Microphone Clipping, The Three Types Explained
Can More Bit-depth Fix It?
The motivation of this essay is my ongoing quest to debunk the recent marketing hype behind 32-bit float recording, that it prevents microphone clipping (I won’t name the manufacturers here).
The reason so many people believe bit-depth, of any size, can prevent clipping originates with their limited knowledge of electronic circuits. It’s easy to assume that louder sounds need bigger numbers; that is, 32-bit can hold sounds louder than 16 bit. If one doesn’t have big-enough numbers clipping will result.
That assumption is false because the loudness of sound isn’t recorded as single values, but as fixed-scale pairs. Those who don’t understand that relationship are susceptible to the argument that greater bit-depth can fix clipping.

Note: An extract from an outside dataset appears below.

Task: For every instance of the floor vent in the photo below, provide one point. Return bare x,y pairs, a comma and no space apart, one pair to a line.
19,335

Every amplitude of sound comes with a fixed range (scale) of values which give it it’s relative loudness. There is no absolute number for loudness, or color, or anything else in the Universe for that matter.
Every sound is relative to another sound. Before we can know what’s “loud” we must know what’s quiet or what’s loudest.

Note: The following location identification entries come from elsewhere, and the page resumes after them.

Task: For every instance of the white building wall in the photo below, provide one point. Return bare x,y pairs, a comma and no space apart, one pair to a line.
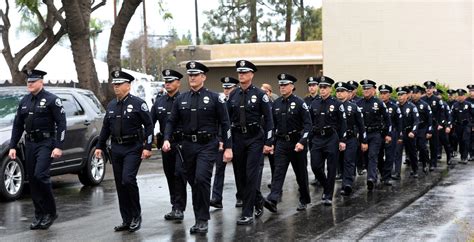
399,41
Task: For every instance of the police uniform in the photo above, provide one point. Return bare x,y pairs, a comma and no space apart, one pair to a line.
200,113
387,152
409,123
292,125
438,119
462,117
218,185
355,135
124,122
246,110
377,125
425,127
172,164
43,119
329,130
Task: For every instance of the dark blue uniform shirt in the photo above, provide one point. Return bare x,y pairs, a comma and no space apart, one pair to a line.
47,114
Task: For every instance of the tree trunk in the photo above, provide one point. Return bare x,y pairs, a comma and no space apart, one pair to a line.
116,37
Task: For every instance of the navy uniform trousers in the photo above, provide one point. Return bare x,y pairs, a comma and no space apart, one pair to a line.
38,165
173,168
198,163
126,160
325,147
284,155
248,166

One can’t change the source, or recording scale in “post” and there’s no point in doing so during recording. Yes, later you can place the number pair into a larger range (scale) of computer memory (what these devices do internally, write the 24-bit values to 32-bit float), but that doesn’t change the sound’s original scaled value.
When recording using electrical systems, loudness can only become as large as the maximum voltage possible in the voltage range (scale) set aside to represent it. That maximum voltage gives every amplitude its proportionality. (I explain below why we don’t use zero voltage).
Ever part of the recording “chain” has a limit. In microphones, we measure the point at which the vibration is so strong the diaphragm converting the air vibrations into electrical vibrations is not able to move far enough to represent them.
When we play a string on the guitar we will get a tone. If we touch above the string where it reaches maximum amplitude, to a point that it can’t reach fully, we will have physically clipped the string from producing its natural wave.
If we think about it, every physical sound device has a physical limit in how strong a sound it can produce. Strings can vibrate only so much before snapping or hitting against a fret-board. A speaker cone can “explode” if too much energy is applied. Most have experienced headphones or earbuds not working quite-as-well after having to produce very loud sounds.
Generally, when audio clips it doesn’t clip because it runs out of numbers. It clips because it runs out of voltage (range) set aside to measure the sound in the first place.
Since the 1950s, if recording equipment is used within the known physical constraints of the microphone and electronics clipping is almost non-existent.
Good engineers, of every type, never lose sight of source scale.
These days, many people who work with sound recording live in a digital fantasy world disconnected from the physical realities of physical scale. They work in their Plato’s cave of false knowledge because that’s the cave created by unscrupulous equipment manufacturers and those selling some technique they say will bring fame and riches. Creators ignorance about their equipment isn’t a new phenomenon.
In the classic scene from the movie “Spinal Tap” (1984). Guitarist Nigel Tufnel demonstrates an amplifier whose volume knobs are marked from zero to eleven. He hand-scribbled “11” onto the knob! Did it make his amplifier louder than the same amplifier without an “11” written on the knob? Of course not.
You can’t change an amplifier’s real amplification by extending the scale. Why do people believe you can make room for sounds that will clip by doing the same digitally?
Before we take a deep dive into how numbers are assigned to different levels of loudness we must look at the voltages that represent them after transduction, the process of converting vibrating strings or vibrating air molecules into electricity.
Unfortunately, the world of audio engineers tries to get away from the measurements of voltage as soon as humanly possible. There are good reasons for this once you understand how everything fits together.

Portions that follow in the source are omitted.